China is the world’s largest vehicle market, selling more than 28 million cars and trucks in 2016, compared with 18 million in the United States. Almost all the vehicles sold in China are made in China, supporting a diverse ecosystem of 76 component making conglomerates, and 184 vehicle assemblers, in addition to dozens of indigenous brands.
After a decade of double-digit growth, the market is now starting to mature. Most urban households have already purchased at
least one car, and, according to McKinsey & Company, half of those households are considering “trading up” to newer and better models. Meanwhile, the shape of China’s auto industry could change radically if Chinese authorities make good on their promise to eventually prohibit the sale of fossil-fuel-powered vehicles, in favor of those powered by batteries.
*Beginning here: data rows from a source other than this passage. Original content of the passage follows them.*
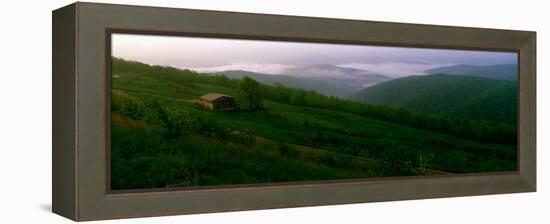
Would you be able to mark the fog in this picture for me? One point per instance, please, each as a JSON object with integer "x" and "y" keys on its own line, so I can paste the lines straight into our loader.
{"x": 273, "y": 57}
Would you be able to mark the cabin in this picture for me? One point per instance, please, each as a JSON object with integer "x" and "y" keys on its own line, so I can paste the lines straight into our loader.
{"x": 216, "y": 101}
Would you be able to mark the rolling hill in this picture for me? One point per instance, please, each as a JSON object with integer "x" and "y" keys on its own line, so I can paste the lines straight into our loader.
{"x": 462, "y": 96}
{"x": 320, "y": 86}
{"x": 500, "y": 72}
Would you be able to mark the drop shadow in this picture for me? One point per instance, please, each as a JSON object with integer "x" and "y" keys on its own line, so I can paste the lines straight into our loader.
{"x": 46, "y": 207}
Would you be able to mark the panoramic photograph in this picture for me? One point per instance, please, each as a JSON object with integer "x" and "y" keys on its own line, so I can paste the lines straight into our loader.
{"x": 194, "y": 111}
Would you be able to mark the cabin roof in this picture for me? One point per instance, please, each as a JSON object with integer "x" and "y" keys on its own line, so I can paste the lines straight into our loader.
{"x": 213, "y": 96}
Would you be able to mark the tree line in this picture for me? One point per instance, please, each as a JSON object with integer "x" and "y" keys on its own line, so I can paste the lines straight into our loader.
{"x": 251, "y": 93}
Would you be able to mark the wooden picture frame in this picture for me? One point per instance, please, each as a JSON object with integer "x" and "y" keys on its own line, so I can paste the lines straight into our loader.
{"x": 81, "y": 114}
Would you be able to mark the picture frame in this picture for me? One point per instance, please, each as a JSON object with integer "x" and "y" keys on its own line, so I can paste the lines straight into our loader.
{"x": 81, "y": 111}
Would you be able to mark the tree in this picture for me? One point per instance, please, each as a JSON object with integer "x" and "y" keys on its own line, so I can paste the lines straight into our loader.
{"x": 249, "y": 95}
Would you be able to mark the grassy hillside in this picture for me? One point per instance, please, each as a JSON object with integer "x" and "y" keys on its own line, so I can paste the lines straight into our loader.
{"x": 162, "y": 138}
{"x": 461, "y": 96}
{"x": 500, "y": 72}
{"x": 331, "y": 89}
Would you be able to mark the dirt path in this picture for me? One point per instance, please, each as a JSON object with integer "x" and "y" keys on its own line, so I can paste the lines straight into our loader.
{"x": 298, "y": 147}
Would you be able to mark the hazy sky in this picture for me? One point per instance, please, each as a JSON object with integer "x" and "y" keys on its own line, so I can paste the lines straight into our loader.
{"x": 214, "y": 54}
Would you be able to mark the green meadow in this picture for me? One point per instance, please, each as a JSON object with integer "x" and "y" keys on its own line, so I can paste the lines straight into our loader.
{"x": 161, "y": 137}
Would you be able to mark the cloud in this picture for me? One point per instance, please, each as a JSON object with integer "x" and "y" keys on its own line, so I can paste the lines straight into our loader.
{"x": 394, "y": 69}
{"x": 266, "y": 68}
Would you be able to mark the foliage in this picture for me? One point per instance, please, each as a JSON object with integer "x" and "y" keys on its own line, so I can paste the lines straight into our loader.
{"x": 298, "y": 135}
{"x": 249, "y": 96}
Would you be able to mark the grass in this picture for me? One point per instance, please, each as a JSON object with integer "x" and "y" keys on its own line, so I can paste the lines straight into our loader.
{"x": 192, "y": 146}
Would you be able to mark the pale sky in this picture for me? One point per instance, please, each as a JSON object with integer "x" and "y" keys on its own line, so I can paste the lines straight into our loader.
{"x": 272, "y": 57}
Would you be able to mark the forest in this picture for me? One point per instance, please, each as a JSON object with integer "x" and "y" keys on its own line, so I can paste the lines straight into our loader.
{"x": 162, "y": 137}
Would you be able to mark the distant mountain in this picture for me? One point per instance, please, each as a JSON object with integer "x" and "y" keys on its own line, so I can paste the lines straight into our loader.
{"x": 502, "y": 72}
{"x": 461, "y": 96}
{"x": 343, "y": 76}
{"x": 320, "y": 86}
Faced with the need to adapt, Chinese domestic auto makers are scouting the globe to buy premium brands, advanced technologies, and companies capable of conducting R&D into electric vehicles.
Zhejiang Asia-Pacific specializes in developing and manufacturing braking systems. Some of its customers include FAW-Volkswagen, FAW, Shanghai Volkswagen, Shanghai GM, Dongfeng Peugeot Citroen, Dongfeng Nissan, and Chang’an Automobile. In 2016, less than one percent of its revenue came from exports.
In July 2015, Zhejiang Asia-Pacific Mechanical and Electronic invested €10 million for a 20% stake in Slovenia’s Elaphe Propulsion Technologies, a manufacturer of in-wheel motors for passenger cars and public transportation vehicles.